米Eastman Kodakが,デジタル技術への取り組みを商業分野に拡大することで2006年に160億ドル,2010年に200億ドルという売上高を実現させる計画を米国時間9月25日,発表した。ニューヨークで開催した投資家向け会議で明らかにしたもの。「2006年の160億ドルという売上高は,現在予測できない一時的な費用を除外すると1株当たり利益3.00ドルに相当する」(同社)としている。

 「一般消費者,医療,商業分野向けフィルム画像処理製品/サービスを基盤に置き,デジタル市場のリーダーといえる均整のとれた多様性のある企業を目指す計画」(同社)で、2006年の売上高目標を実現するため同社は,すでに2003年に実施した取引も含め,約30億ドルの投資や企業買収を予定しているという。

 Kodak社会長兼CEOのDaniel A. Carp氏は,「従来型の製品に対する需要が,特に成熟した市場で落ちている」と述べる。「こうした現実を考慮して,デジタル市場の要求に対応できるよう当社は事業内容を刷新するとともに,デジタル商業事業を強化する」(同氏)

 同社が基盤とする3分野は以下の通り。

・一般消費者:
 同社のデジタル・カメラ事業「EasyShare」の強化と,家庭や店舗での写真プリント枚数増大を図る。米Lexmark Internationalの役員を務めていたBernard Masson氏と,オリンパス光学工業からKodak社に移籍した小島佑介氏が担当する。

・医療:
 医療用画像のデジタル化について市場シェア拡大を目指す。さらに,画像とITを組み合わせて活用する情報サービス事業の立ち上げも行う。米General Electricから2002年に移籍したDan Kerpelman氏が引き続き担当する。

・商業:
 オンデマンド・デジタル・カラー印刷など企業顧客向けの商業画像処理サービスの開拓を進める。Kodak社商業印刷担当社長に新たに就任したJames Langley氏と,米Hewlett-Packardの元役員でKodak社社長となったAntonio Perez氏が担当する。

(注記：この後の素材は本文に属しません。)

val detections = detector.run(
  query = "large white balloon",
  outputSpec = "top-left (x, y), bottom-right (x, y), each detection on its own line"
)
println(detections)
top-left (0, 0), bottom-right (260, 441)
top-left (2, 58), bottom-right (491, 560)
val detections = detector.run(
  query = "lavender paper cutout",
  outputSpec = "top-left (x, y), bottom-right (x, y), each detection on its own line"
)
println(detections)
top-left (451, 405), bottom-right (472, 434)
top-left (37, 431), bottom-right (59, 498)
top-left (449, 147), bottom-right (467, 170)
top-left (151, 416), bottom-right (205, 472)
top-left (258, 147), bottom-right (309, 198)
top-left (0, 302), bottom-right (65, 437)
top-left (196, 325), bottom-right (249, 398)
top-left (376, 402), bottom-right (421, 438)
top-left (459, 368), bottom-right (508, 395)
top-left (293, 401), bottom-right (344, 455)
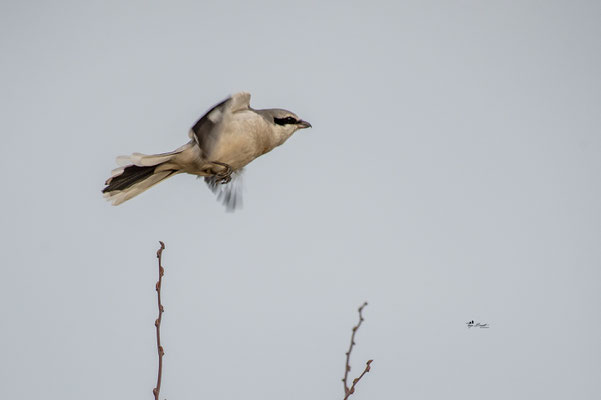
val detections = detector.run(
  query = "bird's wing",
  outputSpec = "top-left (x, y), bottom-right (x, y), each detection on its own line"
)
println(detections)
top-left (205, 169), bottom-right (243, 212)
top-left (189, 92), bottom-right (250, 157)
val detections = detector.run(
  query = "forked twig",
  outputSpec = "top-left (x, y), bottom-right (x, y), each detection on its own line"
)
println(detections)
top-left (342, 302), bottom-right (373, 400)
top-left (152, 240), bottom-right (165, 400)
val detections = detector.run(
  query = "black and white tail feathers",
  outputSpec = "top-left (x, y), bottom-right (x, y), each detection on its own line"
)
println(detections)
top-left (102, 143), bottom-right (242, 211)
top-left (102, 146), bottom-right (185, 206)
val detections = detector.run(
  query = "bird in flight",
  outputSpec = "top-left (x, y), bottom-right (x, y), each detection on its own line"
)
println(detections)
top-left (102, 92), bottom-right (311, 211)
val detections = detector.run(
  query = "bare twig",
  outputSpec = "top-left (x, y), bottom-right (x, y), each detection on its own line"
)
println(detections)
top-left (342, 302), bottom-right (373, 400)
top-left (152, 241), bottom-right (165, 400)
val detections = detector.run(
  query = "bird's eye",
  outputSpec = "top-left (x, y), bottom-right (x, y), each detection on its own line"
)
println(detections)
top-left (273, 117), bottom-right (298, 125)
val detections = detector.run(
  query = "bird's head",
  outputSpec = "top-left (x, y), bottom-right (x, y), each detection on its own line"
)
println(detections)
top-left (264, 108), bottom-right (311, 140)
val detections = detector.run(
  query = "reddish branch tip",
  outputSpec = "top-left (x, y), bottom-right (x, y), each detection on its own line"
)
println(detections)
top-left (342, 302), bottom-right (373, 400)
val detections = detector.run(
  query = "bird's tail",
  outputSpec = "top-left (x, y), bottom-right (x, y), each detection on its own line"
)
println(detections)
top-left (102, 146), bottom-right (186, 206)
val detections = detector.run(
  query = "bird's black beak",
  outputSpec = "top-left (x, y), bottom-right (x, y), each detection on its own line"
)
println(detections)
top-left (297, 119), bottom-right (312, 129)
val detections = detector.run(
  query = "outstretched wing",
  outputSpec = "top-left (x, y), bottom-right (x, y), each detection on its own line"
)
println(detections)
top-left (189, 92), bottom-right (250, 158)
top-left (205, 169), bottom-right (243, 212)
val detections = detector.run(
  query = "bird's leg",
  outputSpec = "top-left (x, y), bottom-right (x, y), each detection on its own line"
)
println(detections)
top-left (211, 161), bottom-right (234, 185)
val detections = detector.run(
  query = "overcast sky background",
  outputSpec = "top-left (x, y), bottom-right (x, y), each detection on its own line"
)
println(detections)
top-left (0, 1), bottom-right (601, 400)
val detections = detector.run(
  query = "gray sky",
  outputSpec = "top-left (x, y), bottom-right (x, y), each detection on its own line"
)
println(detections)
top-left (0, 1), bottom-right (601, 400)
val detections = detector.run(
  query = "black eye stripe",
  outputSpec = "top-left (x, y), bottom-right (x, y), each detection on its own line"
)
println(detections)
top-left (273, 117), bottom-right (298, 125)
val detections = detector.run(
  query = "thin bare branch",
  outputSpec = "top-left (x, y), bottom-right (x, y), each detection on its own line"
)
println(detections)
top-left (152, 241), bottom-right (165, 400)
top-left (342, 302), bottom-right (373, 400)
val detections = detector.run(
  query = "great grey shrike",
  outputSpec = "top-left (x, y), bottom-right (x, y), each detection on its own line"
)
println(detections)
top-left (102, 92), bottom-right (311, 210)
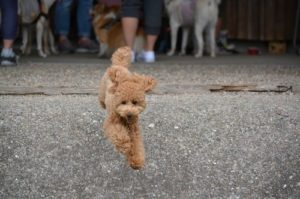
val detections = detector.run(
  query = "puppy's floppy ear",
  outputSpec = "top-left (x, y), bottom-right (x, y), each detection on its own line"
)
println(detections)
top-left (142, 75), bottom-right (157, 92)
top-left (107, 68), bottom-right (120, 93)
top-left (107, 68), bottom-right (121, 83)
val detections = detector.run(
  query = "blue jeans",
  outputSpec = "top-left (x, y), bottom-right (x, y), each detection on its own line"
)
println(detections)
top-left (0, 0), bottom-right (18, 40)
top-left (55, 0), bottom-right (93, 37)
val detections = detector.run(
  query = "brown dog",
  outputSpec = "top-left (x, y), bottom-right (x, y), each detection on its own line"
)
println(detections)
top-left (99, 47), bottom-right (156, 169)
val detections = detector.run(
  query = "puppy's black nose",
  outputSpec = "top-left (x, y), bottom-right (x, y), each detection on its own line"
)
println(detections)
top-left (127, 113), bottom-right (132, 119)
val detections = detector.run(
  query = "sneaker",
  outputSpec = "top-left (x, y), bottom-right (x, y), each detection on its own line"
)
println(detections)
top-left (76, 39), bottom-right (99, 53)
top-left (137, 51), bottom-right (155, 63)
top-left (1, 54), bottom-right (19, 66)
top-left (58, 39), bottom-right (75, 53)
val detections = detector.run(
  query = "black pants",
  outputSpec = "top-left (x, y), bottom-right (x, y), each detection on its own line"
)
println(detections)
top-left (122, 0), bottom-right (163, 35)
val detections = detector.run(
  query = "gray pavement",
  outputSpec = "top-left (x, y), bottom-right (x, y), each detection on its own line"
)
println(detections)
top-left (0, 54), bottom-right (300, 199)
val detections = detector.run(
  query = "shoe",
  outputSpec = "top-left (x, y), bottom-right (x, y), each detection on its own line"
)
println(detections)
top-left (76, 39), bottom-right (99, 53)
top-left (58, 39), bottom-right (75, 53)
top-left (1, 54), bottom-right (19, 66)
top-left (137, 51), bottom-right (155, 63)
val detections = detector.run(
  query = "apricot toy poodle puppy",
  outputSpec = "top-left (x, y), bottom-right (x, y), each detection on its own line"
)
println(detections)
top-left (99, 47), bottom-right (156, 169)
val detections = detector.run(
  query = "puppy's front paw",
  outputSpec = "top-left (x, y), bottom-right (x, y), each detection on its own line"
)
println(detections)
top-left (128, 156), bottom-right (145, 170)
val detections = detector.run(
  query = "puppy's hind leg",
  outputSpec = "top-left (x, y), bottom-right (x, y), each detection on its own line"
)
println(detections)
top-left (103, 118), bottom-right (131, 156)
top-left (127, 128), bottom-right (145, 169)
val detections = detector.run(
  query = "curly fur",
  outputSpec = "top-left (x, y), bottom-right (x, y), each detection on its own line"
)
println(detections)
top-left (99, 47), bottom-right (156, 169)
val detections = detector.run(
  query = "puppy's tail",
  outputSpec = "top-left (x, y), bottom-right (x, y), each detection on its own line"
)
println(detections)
top-left (111, 46), bottom-right (132, 68)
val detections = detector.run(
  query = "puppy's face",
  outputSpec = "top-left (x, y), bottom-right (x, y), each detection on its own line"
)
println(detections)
top-left (108, 68), bottom-right (156, 122)
top-left (114, 81), bottom-right (146, 121)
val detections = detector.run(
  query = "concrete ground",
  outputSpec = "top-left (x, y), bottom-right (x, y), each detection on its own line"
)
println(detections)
top-left (0, 54), bottom-right (300, 199)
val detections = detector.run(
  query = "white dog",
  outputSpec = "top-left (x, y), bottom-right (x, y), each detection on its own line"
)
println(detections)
top-left (165, 0), bottom-right (221, 58)
top-left (18, 0), bottom-right (57, 57)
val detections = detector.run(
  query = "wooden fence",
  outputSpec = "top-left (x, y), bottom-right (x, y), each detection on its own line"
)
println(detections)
top-left (221, 0), bottom-right (300, 41)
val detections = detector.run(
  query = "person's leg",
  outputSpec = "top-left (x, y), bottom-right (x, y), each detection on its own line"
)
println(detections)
top-left (54, 0), bottom-right (73, 39)
top-left (122, 0), bottom-right (142, 49)
top-left (76, 0), bottom-right (93, 38)
top-left (54, 0), bottom-right (74, 53)
top-left (0, 0), bottom-right (18, 65)
top-left (139, 0), bottom-right (163, 62)
top-left (121, 0), bottom-right (142, 62)
top-left (77, 0), bottom-right (98, 52)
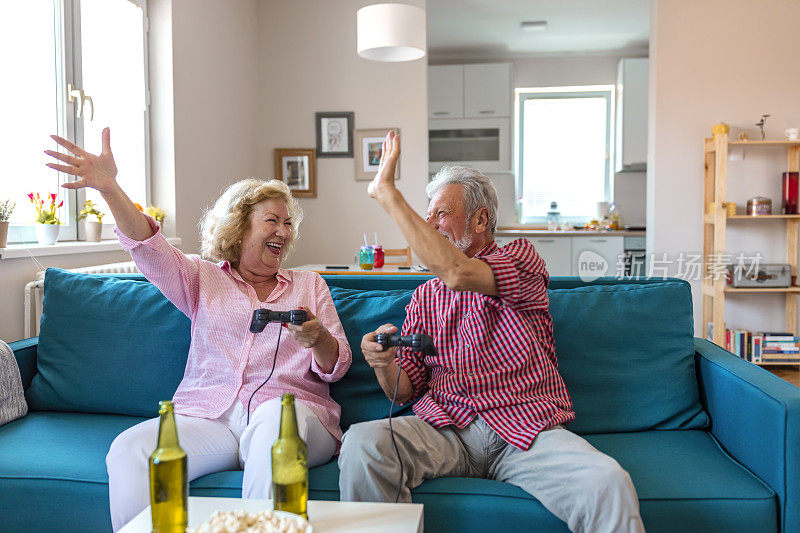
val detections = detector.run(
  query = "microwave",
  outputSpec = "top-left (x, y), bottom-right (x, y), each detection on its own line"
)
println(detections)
top-left (428, 118), bottom-right (511, 173)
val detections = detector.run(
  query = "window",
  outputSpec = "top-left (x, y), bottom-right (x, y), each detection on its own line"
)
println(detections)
top-left (516, 85), bottom-right (614, 223)
top-left (0, 0), bottom-right (150, 242)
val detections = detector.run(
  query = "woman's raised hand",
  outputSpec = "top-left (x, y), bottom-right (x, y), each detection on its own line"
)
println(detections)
top-left (44, 128), bottom-right (117, 193)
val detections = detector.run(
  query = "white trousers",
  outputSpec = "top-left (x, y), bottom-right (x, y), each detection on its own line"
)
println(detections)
top-left (106, 398), bottom-right (337, 531)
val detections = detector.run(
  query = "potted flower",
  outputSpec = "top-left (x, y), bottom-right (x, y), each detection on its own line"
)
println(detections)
top-left (78, 200), bottom-right (105, 242)
top-left (0, 200), bottom-right (17, 248)
top-left (28, 192), bottom-right (64, 244)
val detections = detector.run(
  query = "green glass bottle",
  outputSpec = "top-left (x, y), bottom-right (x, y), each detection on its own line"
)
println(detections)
top-left (150, 402), bottom-right (189, 533)
top-left (272, 394), bottom-right (308, 518)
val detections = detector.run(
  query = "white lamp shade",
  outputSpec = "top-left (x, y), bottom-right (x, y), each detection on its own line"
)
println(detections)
top-left (357, 4), bottom-right (426, 61)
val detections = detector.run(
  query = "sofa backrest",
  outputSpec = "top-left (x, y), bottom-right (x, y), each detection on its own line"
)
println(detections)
top-left (26, 269), bottom-right (707, 433)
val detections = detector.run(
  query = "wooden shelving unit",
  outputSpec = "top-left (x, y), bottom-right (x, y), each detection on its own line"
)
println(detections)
top-left (703, 134), bottom-right (800, 366)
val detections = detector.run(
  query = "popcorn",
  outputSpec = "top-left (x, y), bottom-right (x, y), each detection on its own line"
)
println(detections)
top-left (189, 510), bottom-right (308, 533)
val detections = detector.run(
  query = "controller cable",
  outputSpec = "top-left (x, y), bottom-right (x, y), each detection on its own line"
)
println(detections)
top-left (389, 349), bottom-right (403, 503)
top-left (247, 324), bottom-right (284, 426)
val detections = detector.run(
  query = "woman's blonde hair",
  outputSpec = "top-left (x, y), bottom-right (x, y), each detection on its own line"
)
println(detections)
top-left (200, 178), bottom-right (303, 263)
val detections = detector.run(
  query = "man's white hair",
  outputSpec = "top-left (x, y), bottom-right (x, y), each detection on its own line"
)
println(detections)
top-left (425, 166), bottom-right (497, 233)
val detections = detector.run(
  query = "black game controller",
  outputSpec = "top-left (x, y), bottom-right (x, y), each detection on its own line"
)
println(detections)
top-left (375, 333), bottom-right (436, 356)
top-left (250, 309), bottom-right (308, 333)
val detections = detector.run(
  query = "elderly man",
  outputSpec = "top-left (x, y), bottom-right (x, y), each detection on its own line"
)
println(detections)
top-left (339, 132), bottom-right (644, 532)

 なお同社が売上高目標を達成するには,財務状況の柔軟性を確保した上で,従来事業のキャッシュ創出能力を活用する必要があるという。そこで同社経営陣は取締役会に対し,半期の1株当たりの配当金を現在の0.90ドル(通期で1.80ドル)から0.25ドル(同0.50ドル)に減配することを提案していた。これを受けて取締役会は投票を実施し,この提案を受け入れた。